Do you all find this reasonable? Crucially, do you all think this might convince the people who deny synthetic and simulated brains for philosophical reasons to not choose death for the sake of philosophy. Dying for philosophy is, in my opinion, no better than dying for religious dogma. Science, observation, and grounded reason should be the evaluator of physical and mental claims, as I hope my arguments reflect.
Update
After reading the comments and thinking over the matter I can see how people can justifiably disagree with this.
I used the term consciousness vaguely. Replacing a part of the brain with a functional equivalent does not alter the future behavior of the neurons that are unreplaced. However, the unaltered part of the brain not being able to tell a difference does not necessarily imply that consciousness was not altered. One can conceive that the removed part had consciousness inherent in it that may not be manifested in the same way in the new replacement part even though the rest of the brain does not react differently.

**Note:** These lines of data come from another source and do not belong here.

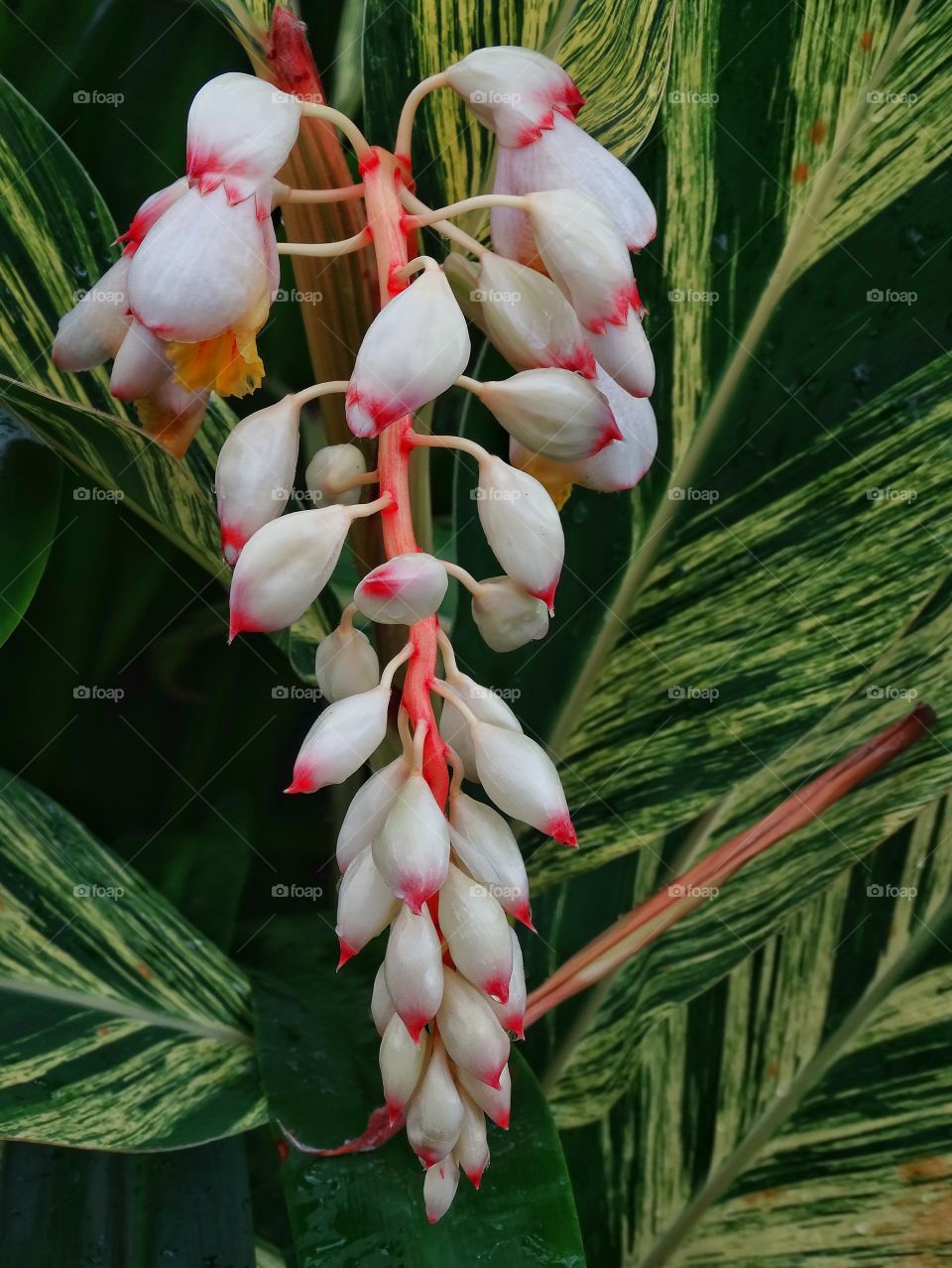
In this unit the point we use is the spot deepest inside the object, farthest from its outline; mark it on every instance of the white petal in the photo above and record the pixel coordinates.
(624, 352)
(470, 1030)
(255, 472)
(520, 778)
(487, 848)
(522, 527)
(344, 737)
(92, 329)
(329, 469)
(440, 1187)
(402, 1063)
(511, 1015)
(413, 849)
(381, 1004)
(435, 1113)
(155, 205)
(515, 91)
(416, 347)
(567, 158)
(405, 589)
(472, 1149)
(241, 129)
(345, 665)
(584, 255)
(623, 464)
(507, 616)
(200, 270)
(528, 317)
(368, 812)
(365, 906)
(552, 412)
(284, 567)
(484, 703)
(477, 932)
(495, 1102)
(414, 967)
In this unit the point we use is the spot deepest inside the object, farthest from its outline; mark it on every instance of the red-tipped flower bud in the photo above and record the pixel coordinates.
(255, 473)
(520, 778)
(477, 932)
(509, 616)
(414, 969)
(405, 589)
(435, 1113)
(470, 1031)
(368, 812)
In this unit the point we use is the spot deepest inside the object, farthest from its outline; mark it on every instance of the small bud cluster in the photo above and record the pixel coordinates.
(419, 857)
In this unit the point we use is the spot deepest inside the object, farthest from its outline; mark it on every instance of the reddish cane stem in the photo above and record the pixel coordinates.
(629, 935)
(386, 215)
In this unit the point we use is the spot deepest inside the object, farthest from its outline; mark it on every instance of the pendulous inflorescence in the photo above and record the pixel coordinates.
(178, 313)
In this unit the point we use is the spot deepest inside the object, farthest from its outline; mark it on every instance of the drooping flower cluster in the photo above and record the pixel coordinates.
(436, 866)
(178, 311)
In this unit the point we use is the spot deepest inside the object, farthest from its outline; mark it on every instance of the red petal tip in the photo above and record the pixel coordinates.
(500, 988)
(560, 829)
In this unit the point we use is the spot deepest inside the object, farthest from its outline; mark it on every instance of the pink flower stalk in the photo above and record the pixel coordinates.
(433, 866)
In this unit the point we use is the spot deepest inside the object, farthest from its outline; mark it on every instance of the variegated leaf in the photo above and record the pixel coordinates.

Corpus callosotomy severs the connection of one half of a brain from the other half. People seem to retain consciousness after the procedure and each side of the brain then acts independently, presumably with independent consciousness. This implies that consciousness is manifested throughout the brain.
If the right side of the brain is replaced with a synthetic one that interacts with the left side of the brain in the same way, then the left side doesn't notice a difference. However, the left side does not necessarily know if the consciousness in the right side is now manifested in the same way or manifested at all.